CHICAGO, IL — Walgreens Boots Alliance has agreed to pay up to $350 million to resolve allegations it illegally filled millions of opioid prescriptions and submitted false claims to federal health care programs, federal officials announced Friday.
The $300 million settlement, led by the Department of Justice in conjunction with the DEA and HHS Office of Inspector General, resolves claims that Walgreens violated the Controlled Substances Act and the False Claims Act. An additional $50 million could be owed if Walgreens is sold, merged, or transferred before fiscal year 2032.
Federal prosecutors allege that from August 2012 through March 2023, Walgreens filled prescriptions that lacked legitimate medical purpose, including large quantities of opioids and early refills, and combinations of drugs known as the “trinity” — a cocktail often abused for its euphoric effects.
Walgreens pharmacists were allegedly pressured to fill prescriptions quickly, sometimes overlooking clear warning signs. Prosecutors said the company’s compliance officers failed to act on known issues and even blocked pharmacists from accessing critical data about high-risk prescribers.
“This settlement resolves allegations that, for years, Walgreens failed to meet its obligations when dispensing dangerous opioids and other drugs,” said Deputy Assistant Attorney General Michael Granston of the DOJ’s Civil Division.
Landmark civil settlement imposes new oversight
Walgreens also entered into agreements with both the DEA and HHS-OIG aimed at ensuring stricter compliance moving forward.

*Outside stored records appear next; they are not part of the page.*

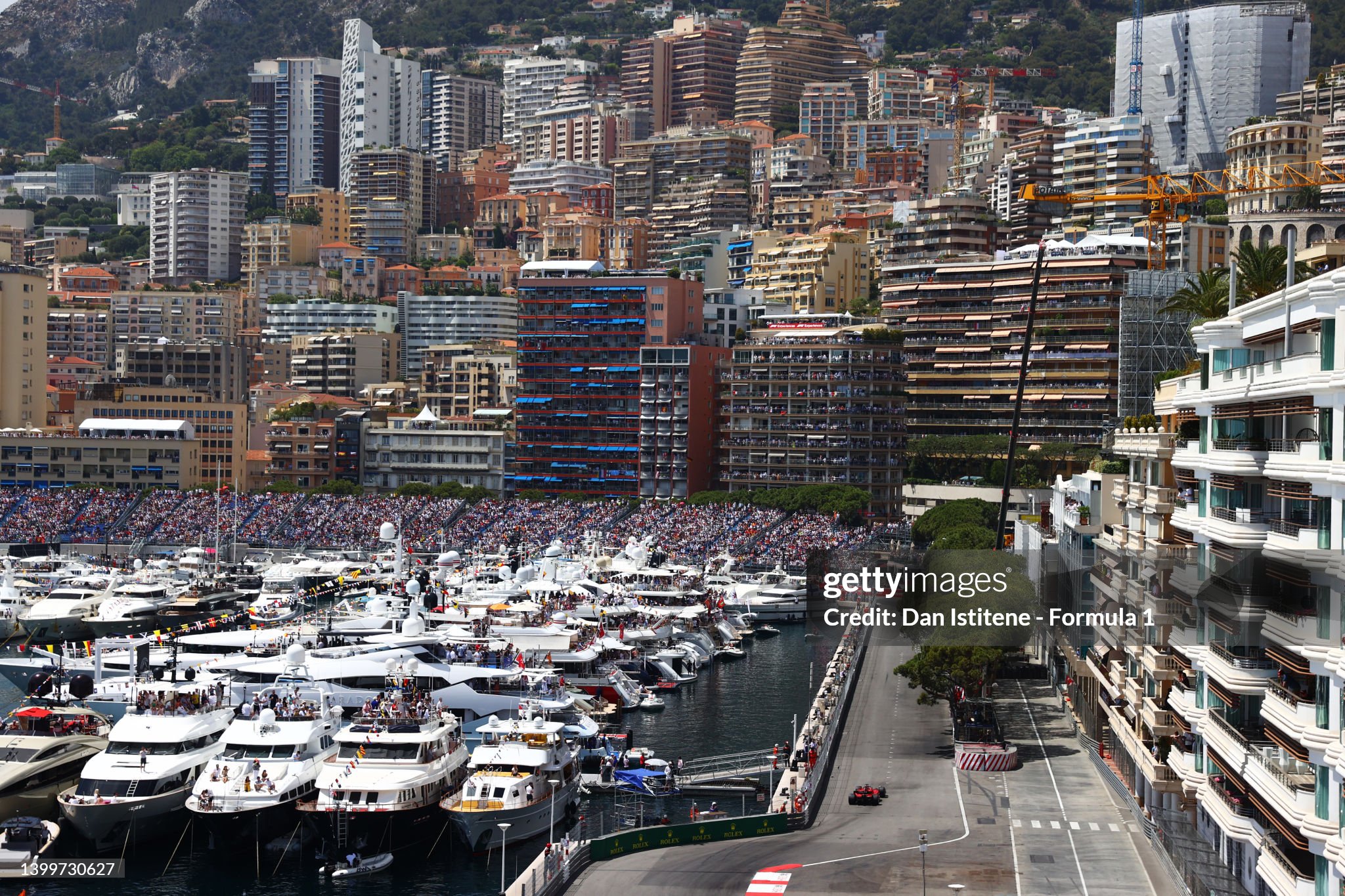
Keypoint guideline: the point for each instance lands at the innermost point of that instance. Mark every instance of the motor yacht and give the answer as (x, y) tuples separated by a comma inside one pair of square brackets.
[(395, 763), (137, 788), (268, 761), (509, 781)]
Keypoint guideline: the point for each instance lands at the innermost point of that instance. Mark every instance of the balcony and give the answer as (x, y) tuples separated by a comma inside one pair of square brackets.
[(1160, 662), (1160, 721), (1160, 499), (1281, 875), (1243, 671)]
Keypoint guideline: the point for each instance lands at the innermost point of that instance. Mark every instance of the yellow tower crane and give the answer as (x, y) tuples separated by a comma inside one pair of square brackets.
[(1168, 195)]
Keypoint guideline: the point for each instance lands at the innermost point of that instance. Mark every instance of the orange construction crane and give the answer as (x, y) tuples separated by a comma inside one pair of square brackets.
[(57, 97), (1165, 195)]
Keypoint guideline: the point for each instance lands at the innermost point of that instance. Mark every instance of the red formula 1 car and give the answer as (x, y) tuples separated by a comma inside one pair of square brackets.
[(868, 796)]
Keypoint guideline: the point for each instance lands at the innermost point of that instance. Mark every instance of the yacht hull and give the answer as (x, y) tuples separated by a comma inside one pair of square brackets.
[(110, 826), (481, 832)]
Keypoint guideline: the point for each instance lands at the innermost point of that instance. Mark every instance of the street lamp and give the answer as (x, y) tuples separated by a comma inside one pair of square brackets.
[(925, 848), (503, 828), (550, 834)]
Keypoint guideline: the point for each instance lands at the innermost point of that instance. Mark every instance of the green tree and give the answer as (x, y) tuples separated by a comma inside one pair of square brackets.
[(938, 670), (965, 538), (1261, 270), (1204, 297)]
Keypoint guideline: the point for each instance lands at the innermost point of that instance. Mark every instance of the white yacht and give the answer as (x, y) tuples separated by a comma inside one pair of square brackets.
[(61, 614), (137, 788), (268, 761), (42, 752), (397, 761), (132, 608), (508, 782)]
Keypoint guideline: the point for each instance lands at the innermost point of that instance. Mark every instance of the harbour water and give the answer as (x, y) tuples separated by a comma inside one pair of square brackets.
[(732, 707)]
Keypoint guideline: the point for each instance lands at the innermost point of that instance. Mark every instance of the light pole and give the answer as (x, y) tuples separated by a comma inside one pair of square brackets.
[(550, 834), (503, 828), (925, 848)]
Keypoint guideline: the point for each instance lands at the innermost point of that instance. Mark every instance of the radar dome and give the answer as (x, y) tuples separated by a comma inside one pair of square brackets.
[(39, 685), (81, 687)]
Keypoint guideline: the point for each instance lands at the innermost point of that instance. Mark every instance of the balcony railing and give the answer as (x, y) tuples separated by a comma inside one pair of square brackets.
[(1254, 658)]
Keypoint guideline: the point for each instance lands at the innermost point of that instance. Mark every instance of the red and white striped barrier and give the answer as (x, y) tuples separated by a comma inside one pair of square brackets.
[(771, 882), (986, 757)]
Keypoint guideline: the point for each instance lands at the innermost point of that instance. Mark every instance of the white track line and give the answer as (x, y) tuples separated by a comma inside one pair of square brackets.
[(1083, 884)]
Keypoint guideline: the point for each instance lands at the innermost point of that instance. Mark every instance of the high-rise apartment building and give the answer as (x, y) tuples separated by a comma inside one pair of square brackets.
[(531, 85), (294, 124), (330, 205), (277, 241), (460, 114), (380, 98), (1189, 98), (433, 320), (23, 347), (579, 396), (342, 363), (1269, 146), (649, 167), (690, 69), (824, 110), (782, 430), (779, 60), (965, 323), (820, 273), (391, 196), (197, 226), (1097, 155)]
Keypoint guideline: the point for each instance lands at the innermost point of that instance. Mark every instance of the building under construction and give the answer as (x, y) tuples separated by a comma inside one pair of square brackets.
[(1152, 341)]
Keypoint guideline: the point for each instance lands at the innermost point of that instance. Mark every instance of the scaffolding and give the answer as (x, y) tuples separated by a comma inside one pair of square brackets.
[(1151, 340)]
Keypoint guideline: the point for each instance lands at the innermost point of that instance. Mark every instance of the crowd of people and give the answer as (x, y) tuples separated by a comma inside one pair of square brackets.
[(50, 515), (682, 532), (694, 534), (343, 522), (789, 544)]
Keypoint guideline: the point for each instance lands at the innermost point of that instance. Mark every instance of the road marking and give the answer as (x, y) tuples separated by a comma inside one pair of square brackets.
[(770, 882), (1023, 694), (966, 832)]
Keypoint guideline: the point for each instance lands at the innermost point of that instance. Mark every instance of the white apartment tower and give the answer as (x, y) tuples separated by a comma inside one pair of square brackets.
[(460, 114), (380, 97), (530, 86), (197, 226)]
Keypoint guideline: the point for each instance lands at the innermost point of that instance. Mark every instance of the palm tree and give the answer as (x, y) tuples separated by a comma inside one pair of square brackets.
[(1204, 296), (1261, 270), (1306, 196)]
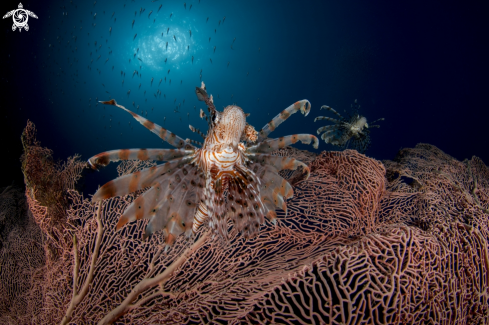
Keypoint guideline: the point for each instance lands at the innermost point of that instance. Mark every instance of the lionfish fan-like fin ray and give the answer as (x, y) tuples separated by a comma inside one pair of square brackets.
[(164, 134), (333, 139), (195, 130), (328, 128), (282, 142), (247, 211), (332, 110), (195, 142), (146, 205), (132, 182), (190, 194), (319, 118), (104, 158), (174, 214), (303, 105), (273, 180), (272, 194), (279, 162), (378, 120), (201, 216)]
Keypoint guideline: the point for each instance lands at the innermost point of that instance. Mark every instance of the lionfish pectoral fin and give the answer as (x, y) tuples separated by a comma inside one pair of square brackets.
[(282, 142), (104, 158), (138, 180), (164, 134), (303, 105)]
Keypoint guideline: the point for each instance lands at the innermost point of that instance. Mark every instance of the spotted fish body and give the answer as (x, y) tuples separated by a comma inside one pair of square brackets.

Under a seven-year memorandum of agreement with the DEA, Walgreens must bolster pharmacist training, enforce prescription validation, improve staffing, and block prescriptions from known illegitimate prescribers.
In addition, a five-year Corporate Integrity Agreement with HHS-OIG mandates a compliance program with board oversight, internal reporting systems, and annual training related to the dispensing of controlled substances.
U.S. attorneys from several districts emphasized that pharmacies must take seriously their legal duties to prevent the misuse and diversion of dangerous drugs.
“This landmark civil settlement is the largest Controlled Substances Act resolution in our district’s history,” said U.S. Attorney Gregory W. Kehoe for the Middle District of Florida.
Key Points
- Walgreens will pay $300 million and potentially $50 million more if sold or merged before 2032.
- The settlement addresses alleged violations of the Controlled Substances Act and False Claims Act.
- Walgreens must implement seven years of compliance measures under DEA and HHS oversight.
The settlement prompted the DOJ to move to dismiss its complaint in the Northern District of Illinois, as well as a related case in the Eastern District of Texas.
DEA Acting Administrator Derek Maltz said the agency is committed to stopping companies that prioritize profit over public safety. “When one of the nation’s largest pharmacies fails at this obligation, they jeopardize the health and safety of their customers and place the American public in danger,” he said.
A record-breaking $300 million payout brings Walgreens’s opioid reckoning into sharp focus.